The fix is what is called point-in-time statistics: instead of the final seasonal total, the model now uses only what was known before first pitch — a season-to-date average, built from individual per-start game logs. For games early in the season, a prior-season fallback fills the gap. The model now sees exactly what a bettor and an oddsmaker saw on game day, nothing more.
This is not the kind of fix that shows up dramatically in headline accuracy metrics — a look-ahead leak tends to make training numbers look better than they should, not obviously wrong. But it makes the model honest. You can track our live accuracy numbers as the season unfolds against a genuinely leakage-free baseline.
The totals problem: knowing when to defer
The second issue was more visible in the profit and loss. A mid-season review of over/under bets found the model was systematically under-predicting run totals. Not by a lot — but enough to consistently push it toward 'under' bets that were losing at a meaningful rate.

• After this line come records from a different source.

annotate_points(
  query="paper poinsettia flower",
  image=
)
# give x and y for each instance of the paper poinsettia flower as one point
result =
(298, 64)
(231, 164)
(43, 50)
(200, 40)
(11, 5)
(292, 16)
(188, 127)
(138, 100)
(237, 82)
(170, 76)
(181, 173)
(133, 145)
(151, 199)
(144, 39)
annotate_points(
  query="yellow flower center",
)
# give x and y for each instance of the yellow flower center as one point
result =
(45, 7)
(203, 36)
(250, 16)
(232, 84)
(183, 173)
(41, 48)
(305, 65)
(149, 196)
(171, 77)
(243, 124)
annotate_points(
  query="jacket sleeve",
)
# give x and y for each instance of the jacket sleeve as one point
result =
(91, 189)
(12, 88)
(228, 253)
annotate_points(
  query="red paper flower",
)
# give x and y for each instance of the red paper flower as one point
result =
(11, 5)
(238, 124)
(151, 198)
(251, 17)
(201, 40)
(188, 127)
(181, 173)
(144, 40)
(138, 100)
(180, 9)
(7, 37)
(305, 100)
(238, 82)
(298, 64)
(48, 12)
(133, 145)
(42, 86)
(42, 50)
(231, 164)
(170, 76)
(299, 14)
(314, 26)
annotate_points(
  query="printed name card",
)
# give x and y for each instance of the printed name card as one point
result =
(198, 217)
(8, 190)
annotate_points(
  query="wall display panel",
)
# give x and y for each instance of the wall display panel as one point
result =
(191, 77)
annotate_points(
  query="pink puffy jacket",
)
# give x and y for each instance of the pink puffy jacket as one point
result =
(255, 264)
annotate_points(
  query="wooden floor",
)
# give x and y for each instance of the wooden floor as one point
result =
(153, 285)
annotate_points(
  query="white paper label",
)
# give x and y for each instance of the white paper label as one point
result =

The harder finding was this: on the totals market specifically, the model was actually weaker than the sharp market. We measured the correlation between our predicted totals and actual game scores — then compared that to the implied total sitting in Pinnacle's line. Our model's correlation with reality: 0.14. Pinnacle's implied total: 0.25. On this particular question — how many runs will be scored tonight — the sharp market had substantially better information than our model.
The fix is a technique we also use in the tennis model: shrink toward the sharp number. Where our model is demonstrably weaker than the sharp market, we blend our predicted probability toward Pinnacle's implied probability. For totals this means the over/under probability is not purely our model's output — it is anchored to the sharp market's line, weighted by how much we trust our own signal.
The goal is not to simply copy Pinnacle — if we did that, there would be no edge at all. The goal is to combine our signal with theirs in the right proportions. We keep more of our own signal on the markets where we have demonstrated an edge. On totals, we defer more heavily to the sharp line.
What was not changed
The moneyline and run-line markets — home/away winner and ±1.5 runs — were left untouched. A review of settled bets on those markets showed positive closing line value, which is the metric that matters most for long-term profitability. If the model is consistently identifying value that the closing market confirms, we do not fix what is not broken.
- Moneyline (ML) — unchanged. Positive CLV maintained; model calibration solid on win/loss.
- Run Line (RL ±1.5) — unchanged. Same strong signal as moneyline with appropriate margin.
- First 5 innings (F5 ML + F5 Totals) — unchanged. Starter-heavy market where pitcher point-in-time stats now apply cleanly.
- Over/under totals — shrink-to-Pinnacle blending now active. Fewer bets, higher win rate.
This is the honest framing we apply across every market and every sport: bet less and bet better. A model that bets on everything is not a good model — it is a model that does not know its own limits. Baseball v2 knows where it is strong and where it should defer.
The right goal: matching the sharpest market
The bar we hold ourselves to is the same across all our sports: match the calibration of the sharpest market, then find soft bookmakers pricing above the fair line. We are not trying to beat Pinnacle's closing line in absolute accuracy terms — that is a very high bar that most quantitative teams never reach. We are trying to be calibrated enough that when a soft bookmaker is offering 2.20 on something we and Pinnacle agree is closer to 1.95, we can act on that gap with confidence.
The leakage fix and the totals discipline both serve that goal. A model trained on future data will appear calibrated but is not. A model that ignores its own relative weakness on totals will bleed on under bets all season. Neither version of the model was exploiting genuine edge — v2 is. You can follow the live performance on our model page.
We will continue publishing CLV figures on a rolling basis as settled bets accumulate. One hundred bets tells you very little — five hundred begins to mean something. We are tracking, and we will share what the data says.